Urbantasm: The Empty Room is the second book in the magical teen noir serial novel inspired by the author’s experiences growing up in and around Flint, Michigan.
John Bridge is only two months into junior high and his previously boring life has already been turned upside-down. His best friend has gone missing, his father has been laid-off from the factory, and John keeps looking over his shoulder for a mysterious adversary: a man with a knife and some perfect blue sunglasses.
As if all this wasn’t bad enough, John must now confront his complicated feelings for a classmate who has helped him out of one scrape after another, although he knows little about who she is and what she wants. What does it mean to want somebody? How can you want them if you don’t understand them? Does anybody understand anyone, ever? These are hard questions made harder in the struggling city of Akawe, where the factories are closing, the schools are closing, the schools are crumbling, and even the streetlights can’t be kept on all night.
John and his friends are only thirteen, but they are fighting for their lives and futures. Will they save Akawe, will they escape, or are they doomed? They might find their answers in an empty room… in a city with ten thousand abandoned houses, there will be plenty to choose from.
Cover Artist: Sam Perkins-Harbin,
John doesn’t understand why the sunglasses are such a big deal, but everything, it seems, is on the table. Perhaps he accidentally offended the Chalks, a white supremacist gang trying to expand across the city. Maybe the feud involves his friend Selby, whose father died under mysterious circumstances. It could even have something to do with O-Sugar, a homegrown drug with the seeming ability to distort space. On the night before school began, a group of teenagers took O-Sugar and leapt to their deaths from an abandoned hospital.

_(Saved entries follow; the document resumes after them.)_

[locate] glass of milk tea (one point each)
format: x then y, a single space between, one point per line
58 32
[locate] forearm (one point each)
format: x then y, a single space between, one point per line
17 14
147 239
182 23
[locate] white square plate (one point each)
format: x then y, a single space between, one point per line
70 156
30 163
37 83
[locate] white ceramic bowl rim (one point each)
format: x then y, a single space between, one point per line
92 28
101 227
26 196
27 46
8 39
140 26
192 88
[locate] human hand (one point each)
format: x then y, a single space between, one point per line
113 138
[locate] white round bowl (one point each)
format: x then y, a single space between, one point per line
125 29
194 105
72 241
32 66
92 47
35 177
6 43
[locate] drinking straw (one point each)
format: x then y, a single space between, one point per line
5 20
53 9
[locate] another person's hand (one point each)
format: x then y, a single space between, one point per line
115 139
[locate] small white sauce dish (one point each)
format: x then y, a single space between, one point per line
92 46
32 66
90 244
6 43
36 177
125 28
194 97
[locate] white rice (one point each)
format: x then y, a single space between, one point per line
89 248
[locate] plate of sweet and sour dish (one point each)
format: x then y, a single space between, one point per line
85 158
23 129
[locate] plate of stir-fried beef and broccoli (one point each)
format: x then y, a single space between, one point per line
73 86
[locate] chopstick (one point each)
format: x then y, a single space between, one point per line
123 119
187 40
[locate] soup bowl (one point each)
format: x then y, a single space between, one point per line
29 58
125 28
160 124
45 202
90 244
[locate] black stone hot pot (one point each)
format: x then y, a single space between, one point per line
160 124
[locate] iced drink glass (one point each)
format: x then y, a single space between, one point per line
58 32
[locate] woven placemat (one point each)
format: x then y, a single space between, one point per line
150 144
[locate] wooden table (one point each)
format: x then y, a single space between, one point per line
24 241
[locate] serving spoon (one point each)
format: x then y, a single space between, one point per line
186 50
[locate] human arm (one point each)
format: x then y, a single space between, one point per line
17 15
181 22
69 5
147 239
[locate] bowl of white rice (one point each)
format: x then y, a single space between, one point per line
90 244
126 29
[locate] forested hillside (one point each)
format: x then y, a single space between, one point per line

John struggles to untangle these mysteries while adjusting to his new school, even as his parents confront looming unemployment and as his city fractures and burns.
About the Author:
Connor Coyne is a writer living and working in Flint, Michigan.
His serial novel Urbantasm is winner of numerous awards. Hugo- and Nebula-nominee William Shunn has praised Urbantasm as “a novel of wonder and horror.”

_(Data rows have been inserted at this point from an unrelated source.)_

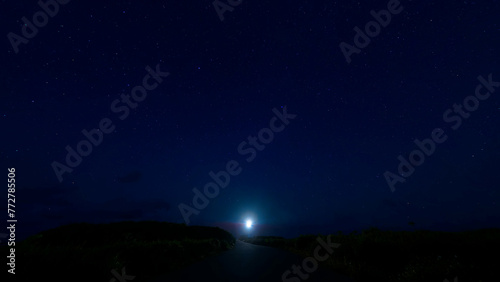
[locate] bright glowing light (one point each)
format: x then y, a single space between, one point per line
249 223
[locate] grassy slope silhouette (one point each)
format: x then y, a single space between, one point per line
409 256
89 252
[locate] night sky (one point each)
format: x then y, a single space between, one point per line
290 94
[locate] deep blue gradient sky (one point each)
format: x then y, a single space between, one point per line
324 172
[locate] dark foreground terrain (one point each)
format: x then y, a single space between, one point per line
161 251
376 255
249 263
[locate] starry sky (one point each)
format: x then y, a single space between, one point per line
221 74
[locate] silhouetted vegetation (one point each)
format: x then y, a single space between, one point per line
88 252
375 255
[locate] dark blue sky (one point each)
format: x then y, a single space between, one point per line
323 172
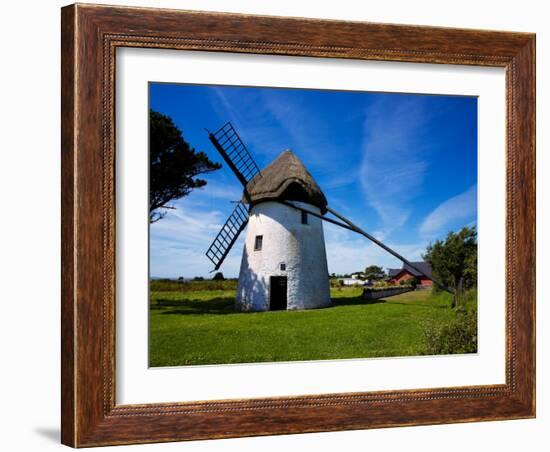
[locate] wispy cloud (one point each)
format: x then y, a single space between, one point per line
456 211
348 252
395 159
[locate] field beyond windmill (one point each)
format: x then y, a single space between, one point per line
346 223
190 321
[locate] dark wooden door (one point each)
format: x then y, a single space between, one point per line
277 300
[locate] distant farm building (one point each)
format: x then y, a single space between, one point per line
406 273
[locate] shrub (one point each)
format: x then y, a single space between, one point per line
458 335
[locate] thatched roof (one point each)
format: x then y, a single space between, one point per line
286 178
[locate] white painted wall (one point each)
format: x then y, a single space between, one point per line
301 247
36 75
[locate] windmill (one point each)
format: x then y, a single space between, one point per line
284 264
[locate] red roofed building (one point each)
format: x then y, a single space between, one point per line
398 275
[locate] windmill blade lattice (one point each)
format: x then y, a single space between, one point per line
228 235
229 144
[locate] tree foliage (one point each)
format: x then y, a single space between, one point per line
454 260
374 272
174 165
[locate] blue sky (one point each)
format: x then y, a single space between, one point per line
401 166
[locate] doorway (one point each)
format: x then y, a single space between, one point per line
277 299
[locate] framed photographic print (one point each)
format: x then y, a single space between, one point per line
281 225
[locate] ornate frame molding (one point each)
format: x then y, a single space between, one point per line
90 37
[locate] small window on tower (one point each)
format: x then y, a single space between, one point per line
258 242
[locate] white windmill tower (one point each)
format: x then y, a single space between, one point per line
284 263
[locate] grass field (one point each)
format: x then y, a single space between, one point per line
200 327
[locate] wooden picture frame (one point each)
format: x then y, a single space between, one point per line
90 36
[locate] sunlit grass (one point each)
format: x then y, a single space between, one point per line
201 327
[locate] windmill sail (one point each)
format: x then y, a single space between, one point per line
228 235
229 144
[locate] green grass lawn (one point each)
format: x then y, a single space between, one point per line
201 327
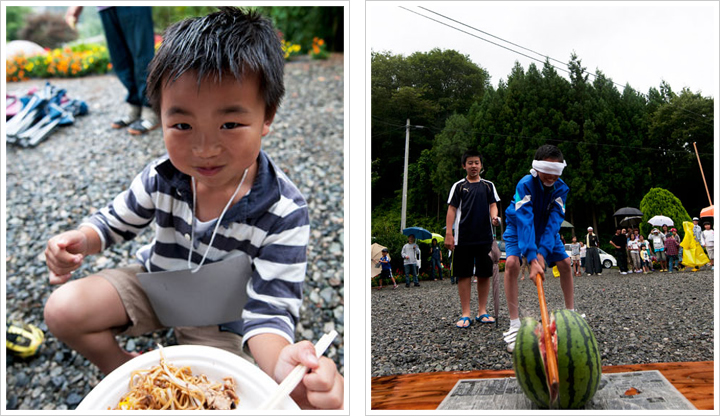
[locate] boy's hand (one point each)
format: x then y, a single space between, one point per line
64 254
449 242
537 267
322 387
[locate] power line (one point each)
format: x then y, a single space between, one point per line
530 57
551 138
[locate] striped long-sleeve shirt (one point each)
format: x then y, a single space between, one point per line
270 224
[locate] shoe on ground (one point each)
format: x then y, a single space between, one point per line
142 126
133 114
23 340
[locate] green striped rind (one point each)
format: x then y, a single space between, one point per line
579 367
529 366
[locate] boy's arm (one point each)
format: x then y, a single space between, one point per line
321 388
555 219
130 211
449 222
525 218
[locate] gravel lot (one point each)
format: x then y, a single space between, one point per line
80 168
636 318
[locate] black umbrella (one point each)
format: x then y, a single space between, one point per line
630 221
627 212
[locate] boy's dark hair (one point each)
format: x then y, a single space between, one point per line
228 42
548 151
471 153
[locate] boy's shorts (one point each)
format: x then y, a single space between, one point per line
557 253
472 260
143 319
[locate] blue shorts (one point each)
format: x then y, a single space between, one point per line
557 253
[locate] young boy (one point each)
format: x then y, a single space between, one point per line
386 271
472 212
216 83
533 224
410 253
708 241
575 256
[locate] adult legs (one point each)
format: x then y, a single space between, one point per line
483 292
464 290
137 26
83 313
409 268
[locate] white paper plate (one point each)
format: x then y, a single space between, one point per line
253 386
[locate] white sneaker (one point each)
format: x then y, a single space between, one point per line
509 338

Connor has also authored two other celebrated novels, Hungry Rats and Shattering Glass, as well as Atlas, a collection of short stories.
Connor’s essay “Bathtime” was included in the Picador anthology Voices from the Rust Belt. His work has been published by Vox.com, Belt Magazine, Santa Clara Review, and elsewhere.

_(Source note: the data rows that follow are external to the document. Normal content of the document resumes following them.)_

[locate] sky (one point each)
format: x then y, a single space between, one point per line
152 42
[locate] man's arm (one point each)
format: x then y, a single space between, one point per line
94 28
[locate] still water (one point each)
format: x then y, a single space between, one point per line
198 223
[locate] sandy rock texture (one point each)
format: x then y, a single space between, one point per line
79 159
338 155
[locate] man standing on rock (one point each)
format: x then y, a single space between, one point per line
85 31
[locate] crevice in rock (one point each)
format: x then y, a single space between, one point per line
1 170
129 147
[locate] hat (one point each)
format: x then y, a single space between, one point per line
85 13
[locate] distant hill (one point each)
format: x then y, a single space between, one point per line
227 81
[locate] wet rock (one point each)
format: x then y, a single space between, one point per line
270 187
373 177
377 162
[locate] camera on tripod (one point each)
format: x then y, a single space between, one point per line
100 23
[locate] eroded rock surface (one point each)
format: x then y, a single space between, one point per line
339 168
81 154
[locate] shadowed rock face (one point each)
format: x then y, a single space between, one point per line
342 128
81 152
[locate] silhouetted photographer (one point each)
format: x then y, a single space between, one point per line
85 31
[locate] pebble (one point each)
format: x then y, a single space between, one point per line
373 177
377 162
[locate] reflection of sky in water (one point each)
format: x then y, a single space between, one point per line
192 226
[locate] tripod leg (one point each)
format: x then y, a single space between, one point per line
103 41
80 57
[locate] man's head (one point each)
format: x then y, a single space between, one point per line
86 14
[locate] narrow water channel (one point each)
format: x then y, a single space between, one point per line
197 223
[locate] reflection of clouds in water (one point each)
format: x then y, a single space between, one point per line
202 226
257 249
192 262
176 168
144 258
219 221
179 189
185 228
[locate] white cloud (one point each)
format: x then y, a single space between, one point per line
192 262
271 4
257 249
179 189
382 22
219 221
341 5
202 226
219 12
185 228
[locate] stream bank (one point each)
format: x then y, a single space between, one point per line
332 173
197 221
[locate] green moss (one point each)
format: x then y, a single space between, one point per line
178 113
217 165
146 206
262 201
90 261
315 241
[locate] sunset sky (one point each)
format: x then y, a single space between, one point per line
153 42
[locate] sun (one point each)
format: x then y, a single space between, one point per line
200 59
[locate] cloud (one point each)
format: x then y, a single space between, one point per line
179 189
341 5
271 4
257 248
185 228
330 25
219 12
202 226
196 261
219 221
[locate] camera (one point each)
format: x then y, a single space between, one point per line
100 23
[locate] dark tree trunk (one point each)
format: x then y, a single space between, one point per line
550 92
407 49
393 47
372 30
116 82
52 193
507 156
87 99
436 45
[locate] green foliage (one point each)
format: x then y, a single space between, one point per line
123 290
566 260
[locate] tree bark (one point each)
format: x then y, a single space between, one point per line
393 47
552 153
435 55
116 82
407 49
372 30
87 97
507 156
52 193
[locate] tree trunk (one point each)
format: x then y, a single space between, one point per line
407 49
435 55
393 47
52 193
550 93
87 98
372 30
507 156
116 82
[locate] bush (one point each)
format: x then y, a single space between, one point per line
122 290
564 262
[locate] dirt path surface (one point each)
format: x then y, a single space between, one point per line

Connor is Director of Gothic Funk Press. He has served on the planning committee for the Flint Festival of Writers and represented Flint’s 7th Ward as its artist-in-residence for the National Endowment for the Arts’ Our Town grant. In 2007, he earned his Masters of Fine Arts in Creative Writing from the New School.
Connor lives in Flint, Michigan less than a mile from the house where he grew up.